Tag Archives: Amazon Alexa

Hostess with the Mostest – Apple Siri, Amazon Alexa, Microsoft Cortana, Google Assistant

Application Integration Opportunities:

  • Microsoft Office, Google G Suite, Apple iWork
    • Advice is integrated within the application, proactive and reactive: When searching in Microsoft Edge, a blinking circle representing Cortana is illuminated.  Cortana says “I’ve collected similar articles on this topic.”  If selected, presents 10 similar results in a right panel to help you find what you need.
  • Personal Data Access and Management
    • The user can vocally access their personal data, and make modifications to that data; E.g. Add entries to their Calendar, and retrieve the current day’s agenda.

Platform Capabilities: Mobile Phone Advantage

Strengthen core telephonic capabilities where competition, Amazon and Microsoft, are relatively week.

  • Ability to record conversations, and push/store content in Cloud, e.g. iCloud.  Cloud Serverless recording mechanism dynamically tags a conversations with “Keywords” creating an Index to the conversation.  Users may search recording, and playback audio clips +/- 10 seconds before and after tagged occurrence.
Calls into the User’s Smartphones May Interact Directly with the Digital Assistant
  • Call Screening – The digital assistant asks for the name of the caller, purpose of the call, and if the matter is “Urgent”
    • A generic “purpose” response, or a list of caller purpose items can be supplied to the caller, e.g. 1) Schedule an Appointment
    • The smartphone’s user would receive the caller’s name, and the purpose as a message back to the UI from the call, currently in a ‘hold’ state,
    • The smartphone user may decide to accept the call, or reject the call and send the caller to voice mail.
  • A  caller may ask to schedule a meeting with the user, and the digital assistant may access the user’s calendar to determine availability.  The digital assistant may schedule a ‘tentative’ appointment within the user’s calendar.
    • If calendar indicates availability, a ‘tentative’ meeting will be entered. The smartphone user would have a list of tasks from the assistant, and one of the tasks is to ‘affirm’ availability of the meetings scheduled.
  • If a caller would like to know the address of the smartphone user’s office, the Digital Assistant may access a database of “generally available” information, and provide it. The Smartphone user may use applications like Google Keep, and any note tagged with a label “Open Access” may be accessible to any caller.
  • Custom business workflows may be triggered through the smartphone, such as “Pay by Phone”.  When a caller is calling a business user’s smartphone, the call goes to “voice mail” or “digital assistant” based on smartphone user’s configuration.  If the user reaches the “Digital Assistant”, there may be a list of options the user may perform, such as “Request for Service” appointment.  The caller would navigate through a voice recognition, one of many defined by the smartphone users’ workflows.

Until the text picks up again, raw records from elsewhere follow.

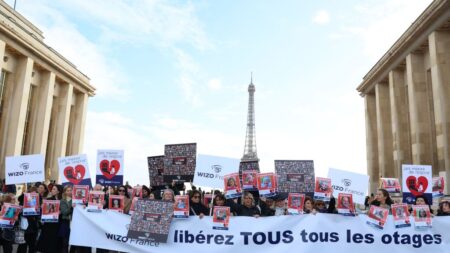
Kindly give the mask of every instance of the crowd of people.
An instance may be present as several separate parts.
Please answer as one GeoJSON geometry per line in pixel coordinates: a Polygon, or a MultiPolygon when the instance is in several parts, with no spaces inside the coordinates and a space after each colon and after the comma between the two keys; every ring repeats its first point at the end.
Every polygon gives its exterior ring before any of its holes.
{"type": "MultiPolygon", "coordinates": [[[[189,214],[191,216],[210,216],[214,212],[214,207],[227,206],[230,207],[232,216],[251,216],[251,217],[264,217],[264,216],[277,216],[287,215],[287,195],[278,194],[272,198],[259,197],[257,191],[246,191],[240,198],[227,199],[221,191],[212,192],[211,203],[205,203],[204,198],[206,193],[192,186],[191,190],[186,191],[184,185],[173,183],[170,186],[151,188],[147,186],[140,186],[142,193],[141,198],[144,199],[160,199],[163,201],[174,202],[176,195],[187,194],[189,196],[189,214]]],[[[19,204],[24,203],[24,193],[16,195],[15,187],[5,186],[1,187],[2,197],[1,205],[5,203],[19,204]]],[[[129,185],[121,185],[118,187],[104,187],[102,185],[95,185],[93,191],[104,191],[105,199],[103,208],[108,208],[108,198],[111,195],[123,196],[124,205],[123,213],[128,214],[132,205],[132,199],[134,196],[130,196],[132,187],[129,185]]],[[[72,203],[72,190],[70,185],[62,186],[54,183],[44,184],[36,183],[29,185],[26,189],[28,193],[37,193],[39,195],[39,203],[42,203],[44,199],[59,200],[60,201],[60,216],[57,223],[42,223],[39,215],[22,216],[17,218],[13,229],[3,228],[0,233],[0,244],[3,248],[3,252],[13,252],[13,245],[18,244],[17,252],[92,252],[91,248],[70,246],[70,223],[72,219],[73,208],[75,205],[72,203]],[[17,238],[17,231],[22,227],[20,223],[28,223],[27,228],[22,231],[23,238],[17,238]],[[22,239],[22,240],[18,240],[22,239]]],[[[384,207],[390,210],[391,205],[394,203],[389,193],[384,189],[379,189],[375,196],[368,197],[366,199],[366,208],[370,205],[376,205],[384,207]]],[[[427,199],[423,196],[416,198],[415,204],[417,205],[430,205],[427,199]]],[[[304,198],[303,213],[316,214],[316,213],[337,213],[336,200],[331,197],[330,201],[314,200],[313,198],[306,196],[304,198]]],[[[450,215],[450,202],[444,198],[439,203],[439,208],[435,215],[448,216],[450,215]]],[[[96,249],[96,252],[110,252],[109,250],[96,249]]]]}

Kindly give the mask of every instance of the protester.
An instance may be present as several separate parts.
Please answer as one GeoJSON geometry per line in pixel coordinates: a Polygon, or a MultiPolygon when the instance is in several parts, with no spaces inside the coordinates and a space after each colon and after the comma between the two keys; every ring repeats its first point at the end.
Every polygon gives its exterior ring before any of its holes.
{"type": "MultiPolygon", "coordinates": [[[[287,208],[286,208],[286,198],[285,196],[282,196],[278,194],[274,198],[274,209],[273,209],[273,216],[280,216],[280,215],[287,215],[287,208]]],[[[267,204],[267,202],[266,202],[267,204]]]]}
{"type": "MultiPolygon", "coordinates": [[[[63,187],[61,185],[53,185],[48,200],[61,200],[63,187]]],[[[58,253],[62,247],[61,240],[58,238],[59,224],[53,222],[45,222],[42,224],[41,235],[39,237],[38,249],[43,253],[58,253]]]]}
{"type": "Polygon", "coordinates": [[[62,199],[60,201],[60,218],[58,238],[61,240],[60,252],[69,252],[69,237],[70,237],[70,221],[72,219],[72,186],[66,185],[63,189],[62,199]]]}
{"type": "Polygon", "coordinates": [[[392,201],[389,192],[385,189],[378,189],[377,194],[375,195],[375,200],[371,203],[371,205],[386,208],[389,212],[391,212],[392,204],[394,204],[394,201],[392,201]]]}
{"type": "Polygon", "coordinates": [[[437,216],[450,216],[450,201],[444,200],[439,203],[437,216]]]}
{"type": "Polygon", "coordinates": [[[48,188],[44,183],[37,183],[37,192],[39,193],[39,195],[45,199],[47,198],[47,194],[48,194],[48,188]]]}
{"type": "Polygon", "coordinates": [[[262,215],[261,207],[255,203],[255,198],[250,192],[244,193],[242,204],[235,204],[233,207],[238,216],[253,216],[258,218],[262,215]]]}
{"type": "Polygon", "coordinates": [[[163,196],[162,199],[164,201],[171,201],[171,202],[175,202],[175,196],[173,194],[173,191],[171,189],[165,189],[163,191],[163,196]]]}
{"type": "MultiPolygon", "coordinates": [[[[6,193],[2,196],[2,205],[4,203],[10,203],[10,204],[16,204],[16,197],[14,194],[12,193],[6,193]]],[[[14,225],[14,227],[17,227],[18,222],[16,221],[16,224],[14,225]]],[[[2,245],[3,248],[3,253],[12,253],[13,251],[13,247],[12,245],[14,244],[14,228],[10,229],[10,228],[3,228],[1,231],[1,236],[0,236],[0,244],[2,245]]]]}
{"type": "Polygon", "coordinates": [[[200,219],[205,215],[209,215],[209,209],[201,202],[202,195],[200,191],[191,191],[189,198],[189,215],[199,216],[200,219]]]}
{"type": "Polygon", "coordinates": [[[128,214],[130,212],[131,199],[130,199],[130,196],[128,195],[127,187],[124,185],[119,186],[116,194],[124,197],[123,198],[123,203],[124,203],[123,213],[128,214]]]}
{"type": "MultiPolygon", "coordinates": [[[[44,184],[42,184],[44,185],[44,184]]],[[[46,187],[45,187],[46,189],[46,187]]],[[[28,189],[28,193],[37,193],[38,188],[32,186],[28,189]]],[[[25,195],[22,193],[22,195],[19,196],[19,204],[21,206],[24,205],[24,197],[25,195]]],[[[42,195],[39,195],[39,203],[42,203],[42,195]]],[[[22,214],[20,215],[22,217],[22,214]]],[[[29,215],[25,216],[28,222],[28,227],[25,230],[25,243],[20,244],[17,248],[17,253],[26,253],[28,252],[35,252],[36,251],[36,239],[38,236],[38,230],[39,230],[39,221],[40,221],[40,214],[37,215],[29,215]]]]}
{"type": "Polygon", "coordinates": [[[145,185],[142,186],[142,198],[149,199],[152,191],[145,185]]]}
{"type": "Polygon", "coordinates": [[[314,201],[314,209],[319,213],[328,213],[328,208],[323,200],[314,201]]]}
{"type": "Polygon", "coordinates": [[[308,214],[308,213],[316,214],[317,213],[316,209],[314,209],[314,200],[309,196],[305,197],[305,204],[303,206],[303,212],[305,212],[306,214],[308,214]]]}

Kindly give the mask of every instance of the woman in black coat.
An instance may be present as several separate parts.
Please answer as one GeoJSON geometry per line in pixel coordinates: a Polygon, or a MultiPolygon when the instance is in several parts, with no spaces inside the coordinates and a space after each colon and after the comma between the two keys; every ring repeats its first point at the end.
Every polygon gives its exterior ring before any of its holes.
{"type": "MultiPolygon", "coordinates": [[[[61,200],[62,185],[53,185],[48,200],[61,200]]],[[[42,224],[41,236],[38,241],[38,249],[42,253],[58,253],[62,243],[58,240],[58,222],[45,222],[42,224]]]]}
{"type": "Polygon", "coordinates": [[[204,206],[201,202],[202,194],[200,191],[193,190],[190,193],[190,200],[189,200],[189,215],[190,216],[199,216],[200,218],[203,218],[205,215],[209,215],[209,209],[204,206]]]}

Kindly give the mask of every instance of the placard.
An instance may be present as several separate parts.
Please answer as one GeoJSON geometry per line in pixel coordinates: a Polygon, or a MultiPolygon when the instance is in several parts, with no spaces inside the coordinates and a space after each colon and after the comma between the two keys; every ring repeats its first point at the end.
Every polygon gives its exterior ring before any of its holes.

Platform Capabilities: Mobile Multimedia

Either through your mobile Smartphone, or through a portable speaker with voice recognition (VR).

  • Streaming media / music to portable device based on interactions with Digital Assistant.
  • Menu to navigate relevant (to you) news,  and Digital Assistant to read articles through your portable media device (without UI)

Third Party Partnerships: Adding User Base, and Expanding Capabilities

In the form of platform apps (abstraction), or 3rd party APIs which integrate into the Digital Assistant, allowing users to directly execute application commands, e.g. Play Spotify song, My Way by Frank Sinatra.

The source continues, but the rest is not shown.